1. Not choosing the best legal entity. Each business type – sole proprietor, partnership or some type of corporation – has advantages and disadvantages. There is no best choice overall, but there’s a best choice for the type of business you hope to build and the taxes you hope to minimize.
2. Not taking time to understand tax laws and your business’ obligations. “What does full compliance look like for your company?” Ehrenberg asks. In addition to paying taxes, businesses must submit a roster of forms, if applicable, such as 1099s and more.
3. Trying to do it alone. Taxes take time and energy that takes an entrepreneur away from the core function of his business. Network with potential clients and other Realtors, and keep an eye on the big picture. A good tax adviser will make sure a business follows all the rules, and he should accept liability for errors.
4. Keep business expenses separate from personal ones. Ehrenberg says it’s surprising how many business owners don’t do this. In some situations, it simply creates confusion. But in other cases, an owner could be sued and required to pay more taxes.
5. Understand all business tax deductions and use them. Travel expenses, office supplies, certain meals, business fees, rent, utilities, home offices and more can be deducted as a business expense. But it’s easier to organize receipts if you study the system before filing your first year’s taxes.
6. Stay organized.
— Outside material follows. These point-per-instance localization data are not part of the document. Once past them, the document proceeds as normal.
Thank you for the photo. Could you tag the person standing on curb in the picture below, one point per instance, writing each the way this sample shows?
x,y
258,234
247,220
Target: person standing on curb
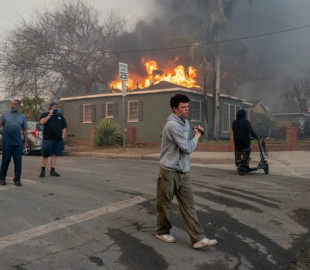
x,y
242,129
14,126
54,132
174,176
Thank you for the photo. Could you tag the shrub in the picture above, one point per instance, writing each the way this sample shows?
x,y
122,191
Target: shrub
x,y
108,133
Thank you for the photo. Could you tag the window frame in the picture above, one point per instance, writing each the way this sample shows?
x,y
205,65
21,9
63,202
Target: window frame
x,y
129,113
196,111
87,121
107,115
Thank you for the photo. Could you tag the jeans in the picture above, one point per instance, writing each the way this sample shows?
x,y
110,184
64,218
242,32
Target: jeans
x,y
172,183
9,151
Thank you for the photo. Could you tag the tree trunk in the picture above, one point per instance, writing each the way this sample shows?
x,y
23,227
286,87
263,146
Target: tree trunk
x,y
216,94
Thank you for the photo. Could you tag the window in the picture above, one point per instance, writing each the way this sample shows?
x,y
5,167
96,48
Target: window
x,y
195,107
226,126
110,110
87,113
133,111
229,115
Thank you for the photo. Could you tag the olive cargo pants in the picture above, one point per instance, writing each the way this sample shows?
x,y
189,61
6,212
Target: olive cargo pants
x,y
172,183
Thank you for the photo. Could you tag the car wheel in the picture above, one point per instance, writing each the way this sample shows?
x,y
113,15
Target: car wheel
x,y
27,150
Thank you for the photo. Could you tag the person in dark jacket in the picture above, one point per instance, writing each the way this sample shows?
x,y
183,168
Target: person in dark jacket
x,y
242,130
55,127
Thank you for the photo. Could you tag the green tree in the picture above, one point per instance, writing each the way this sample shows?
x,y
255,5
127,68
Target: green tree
x,y
108,133
69,44
32,108
205,24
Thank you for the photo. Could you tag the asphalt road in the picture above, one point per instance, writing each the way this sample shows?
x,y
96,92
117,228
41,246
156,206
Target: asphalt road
x,y
100,214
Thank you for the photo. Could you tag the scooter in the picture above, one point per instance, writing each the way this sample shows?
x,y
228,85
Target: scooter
x,y
243,167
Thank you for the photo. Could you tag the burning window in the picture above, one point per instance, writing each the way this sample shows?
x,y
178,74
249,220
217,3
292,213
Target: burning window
x,y
133,111
179,75
195,110
87,113
110,110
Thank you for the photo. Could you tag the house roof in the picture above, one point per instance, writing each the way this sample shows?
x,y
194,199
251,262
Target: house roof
x,y
157,88
292,114
257,103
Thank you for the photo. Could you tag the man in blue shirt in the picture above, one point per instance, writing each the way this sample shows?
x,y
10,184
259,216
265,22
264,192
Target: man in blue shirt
x,y
14,125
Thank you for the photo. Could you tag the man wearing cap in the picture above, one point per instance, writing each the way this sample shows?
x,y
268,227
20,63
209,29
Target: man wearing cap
x,y
54,132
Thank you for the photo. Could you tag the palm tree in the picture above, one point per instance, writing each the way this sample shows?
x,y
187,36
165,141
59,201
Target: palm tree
x,y
205,24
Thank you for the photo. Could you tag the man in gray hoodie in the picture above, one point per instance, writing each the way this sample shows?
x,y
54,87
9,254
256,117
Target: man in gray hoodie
x,y
174,176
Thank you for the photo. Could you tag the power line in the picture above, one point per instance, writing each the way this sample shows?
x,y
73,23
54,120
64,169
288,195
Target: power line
x,y
215,42
195,44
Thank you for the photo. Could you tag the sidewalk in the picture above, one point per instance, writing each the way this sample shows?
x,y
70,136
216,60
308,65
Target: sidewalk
x,y
287,163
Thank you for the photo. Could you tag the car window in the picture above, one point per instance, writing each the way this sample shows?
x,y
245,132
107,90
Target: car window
x,y
39,127
31,125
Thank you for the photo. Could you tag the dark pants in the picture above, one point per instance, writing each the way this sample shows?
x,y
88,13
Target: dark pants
x,y
9,151
242,157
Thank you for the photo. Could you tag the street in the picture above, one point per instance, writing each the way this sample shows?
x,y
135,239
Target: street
x,y
100,214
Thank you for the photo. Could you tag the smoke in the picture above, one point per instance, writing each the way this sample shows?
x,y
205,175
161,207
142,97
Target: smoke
x,y
279,55
262,62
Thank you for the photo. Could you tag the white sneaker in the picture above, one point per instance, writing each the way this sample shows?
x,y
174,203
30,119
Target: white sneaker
x,y
166,238
205,242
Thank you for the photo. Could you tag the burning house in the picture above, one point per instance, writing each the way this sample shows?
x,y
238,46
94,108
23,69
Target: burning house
x,y
146,105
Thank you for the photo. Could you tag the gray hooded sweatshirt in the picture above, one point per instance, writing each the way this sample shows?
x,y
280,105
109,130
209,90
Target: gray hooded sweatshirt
x,y
176,146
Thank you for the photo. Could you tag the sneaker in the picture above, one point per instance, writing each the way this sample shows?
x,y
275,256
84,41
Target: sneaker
x,y
17,183
54,173
166,238
205,242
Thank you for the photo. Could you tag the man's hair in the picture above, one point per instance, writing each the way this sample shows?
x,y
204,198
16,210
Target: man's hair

This usually means some kind of software program that tracks the business and organizes tax-related info behind the scenes. “At least 80 percent of our clients use Quickbooks because it is relatively inexpensive and easy to use,” Ehrenberg say. “But there are many other systems – both software and cloud – to choose from.”
7. Pay the quarterly taxes. New businesses can ignore these the year they incorporate, but funds must then be deposited every quarter. A tax adviser can suggest the amount to deposit.
“With a little foresight, planning, and the right professional assistance, staying on top of your tax obligations can be relatively painless,” Ehrenberg says.